UCLA still foresees no recession
Under pressure from falling home values, high oil prices and rising unemployment, the economy in California and the nation will perform anemically in the coming months -- but there still won’t be an actual recession, UCLA forecasters say.
“I am holding on to what is now a shaky view: no recession this year,” said economist Edward Leamer, director of the quarterly UCLA Anderson Forecast, which is being released today.
The predictions, however, call for somewhat more pain in the months ahead than previously forecast, with little improvement this year or next.
Not good, but not a recession, which is commonly defined as two consecutive quarters of negative growth in gross domestic product.
“In a recession, things happen quicker and nastier,” said David Shulman, a senior economist at UCLA.
Normal growth will not resume until 2010, Shulman said.
“The witch’s brew of the popping of the housing bubble, a wounded financial system and increasing inflationary pressures coming from rising commodity prices will keep the economy on a sub-prime growth path for the next several quarters,” he said.
The drag on the economy from the buckling housing industry may become the most severe since the Great Depression, the report said. There will be little or no growth in gross domestic product this quarter, and GDP will probably slip into negative territory in future months before finishing next year with a tepid average improvement of 1.2%.
A key factor in favor of the economy, the forecast says, is that so far the pounding of the housing market has not badly damaged the job market.
In the 1990s, Southern California home values fell after many workers -- particularly in the aerospace and defense industries -- lost their jobs and couldn’t keep up mortgage payments. Foreclosures peaked in 1997, when employment already had recovered, because many homeowners had struggled for months to hang on.
“This time, what happens in housing stays in housing,” Leamer said, as many employers worried about the economy hold off on new hires but decline to cut staff.
Many homeowners are choosing to sell their houses at a loss and move -- not because they lost their jobs, he said, but because they owe their lenders more money than their houses are worth.
Bailing out makes financial sense to them. “The lenders have provided an option to walk away if things go bad -- you might as well exercise that option,” Leamer said.
Distress sales will continue to wreak havoc on home valuations for the rest of the year, the forecasters said.

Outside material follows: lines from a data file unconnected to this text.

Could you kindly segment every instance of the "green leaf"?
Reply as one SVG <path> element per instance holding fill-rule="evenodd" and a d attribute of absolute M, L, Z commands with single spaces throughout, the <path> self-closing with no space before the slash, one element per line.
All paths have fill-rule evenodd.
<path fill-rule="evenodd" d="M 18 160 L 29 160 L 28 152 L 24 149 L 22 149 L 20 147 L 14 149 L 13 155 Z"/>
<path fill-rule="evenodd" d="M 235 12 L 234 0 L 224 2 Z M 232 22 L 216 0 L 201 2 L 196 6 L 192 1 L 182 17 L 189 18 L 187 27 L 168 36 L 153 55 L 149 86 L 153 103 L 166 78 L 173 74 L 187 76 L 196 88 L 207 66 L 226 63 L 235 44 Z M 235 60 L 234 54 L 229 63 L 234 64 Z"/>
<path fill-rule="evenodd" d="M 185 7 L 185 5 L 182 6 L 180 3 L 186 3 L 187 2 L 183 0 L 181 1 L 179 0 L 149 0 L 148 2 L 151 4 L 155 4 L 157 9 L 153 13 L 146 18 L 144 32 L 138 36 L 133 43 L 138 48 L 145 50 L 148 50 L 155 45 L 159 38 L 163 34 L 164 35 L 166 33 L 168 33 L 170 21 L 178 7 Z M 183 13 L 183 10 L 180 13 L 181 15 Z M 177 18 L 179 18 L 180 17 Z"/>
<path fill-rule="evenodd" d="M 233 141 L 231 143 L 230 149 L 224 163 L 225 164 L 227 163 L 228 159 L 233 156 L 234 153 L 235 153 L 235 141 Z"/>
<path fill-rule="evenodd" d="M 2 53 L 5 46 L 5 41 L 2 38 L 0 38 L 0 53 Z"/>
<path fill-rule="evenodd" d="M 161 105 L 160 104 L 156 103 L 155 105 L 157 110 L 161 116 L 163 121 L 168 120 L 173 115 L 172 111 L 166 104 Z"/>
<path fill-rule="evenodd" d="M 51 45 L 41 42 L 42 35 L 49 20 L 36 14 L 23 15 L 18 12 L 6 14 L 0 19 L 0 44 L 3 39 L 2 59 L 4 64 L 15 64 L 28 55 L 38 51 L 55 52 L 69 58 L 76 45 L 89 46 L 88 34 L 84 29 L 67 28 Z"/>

In Lancaster, for instance, deeply discounted foreclosure-related sales account for about eight of 10 transactions, said real estate agent James Malanowski of Coldwell Banker. The upside is that the vast majority of sales are to first-time home buyers who previously had been priced out of the market.
“Buyers are out there buying again,” he said. “We have a huge inventory.”

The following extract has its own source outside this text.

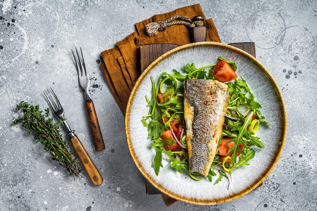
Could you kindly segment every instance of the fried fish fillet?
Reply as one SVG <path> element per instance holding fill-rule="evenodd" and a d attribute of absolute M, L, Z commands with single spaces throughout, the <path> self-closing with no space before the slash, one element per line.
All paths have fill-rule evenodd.
<path fill-rule="evenodd" d="M 187 79 L 184 83 L 189 171 L 206 177 L 222 133 L 230 98 L 228 86 L 216 80 Z"/>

Therein lies one of the silver linings to the precipitous drop in home prices, the report said. UCLA forecasters predict that distressed home sales will continue for an additional nine to 12 months. The remainder of 2009 will be devoted to picking up the pieces and watching to see how home prices level out when the market isn’t dominated by foreclosures.

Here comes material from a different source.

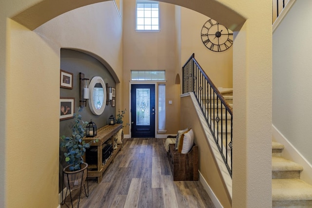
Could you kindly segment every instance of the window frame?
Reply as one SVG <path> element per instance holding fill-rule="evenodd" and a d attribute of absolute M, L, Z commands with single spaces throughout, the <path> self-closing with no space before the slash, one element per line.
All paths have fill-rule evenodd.
<path fill-rule="evenodd" d="M 144 24 L 140 24 L 139 26 L 143 26 L 143 27 L 145 28 L 146 26 L 150 26 L 151 29 L 138 29 L 138 17 L 137 17 L 137 5 L 138 4 L 155 4 L 158 5 L 158 17 L 157 18 L 158 20 L 158 25 L 158 25 L 157 29 L 153 29 L 152 27 L 153 25 L 152 24 L 152 15 L 151 15 L 150 18 L 146 18 L 145 15 L 143 17 L 143 21 L 144 21 Z M 152 8 L 152 7 L 151 8 Z M 152 10 L 151 10 L 152 11 Z M 145 10 L 143 10 L 143 12 L 145 12 Z M 145 24 L 145 19 L 150 18 L 151 19 L 151 24 Z M 159 17 L 159 2 L 158 1 L 152 1 L 152 0 L 137 0 L 136 2 L 136 31 L 138 32 L 158 32 L 160 31 L 160 17 Z"/>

“The unprecedented speed of the price adjustment means that instead of several years of slow bleeding [like the 1990s] we have compressed the necessary adjustment into two years of intense housing pain,” wrote UCLA economist Ryan Ratcliff. “Mom always said it’s better just to rip the Band-Aid off.”
The decline in house prices, however, has wiped out about $3 trillion in home equity nationally and helped crimp consumer spending.
Sales of durable goods, such as automobiles, will stay soft as $4-plus gasoline weighs heavily on household budgets and keeps sucker-punching the U.S. economy.
In years past, the cost of crude oil imports ate up about 1% of the nation’s GDP, forecast director Leamer said. Now it’s eating up 3%. “That’s a heck of a lot of money leaking out of the borders of the U.S.”
It’s also a bracing slap to American consumers, who need to pay heed, Leamer said.
“The global economy is communicating to Americans that we are not as wealthy as we thought we were and we are racing global competition for scarce resources,” he said.
“It’s saying we need to save more as a society and the government needs to be more forward-looking. We are not having sensible debate about the long-term fate of the economy.”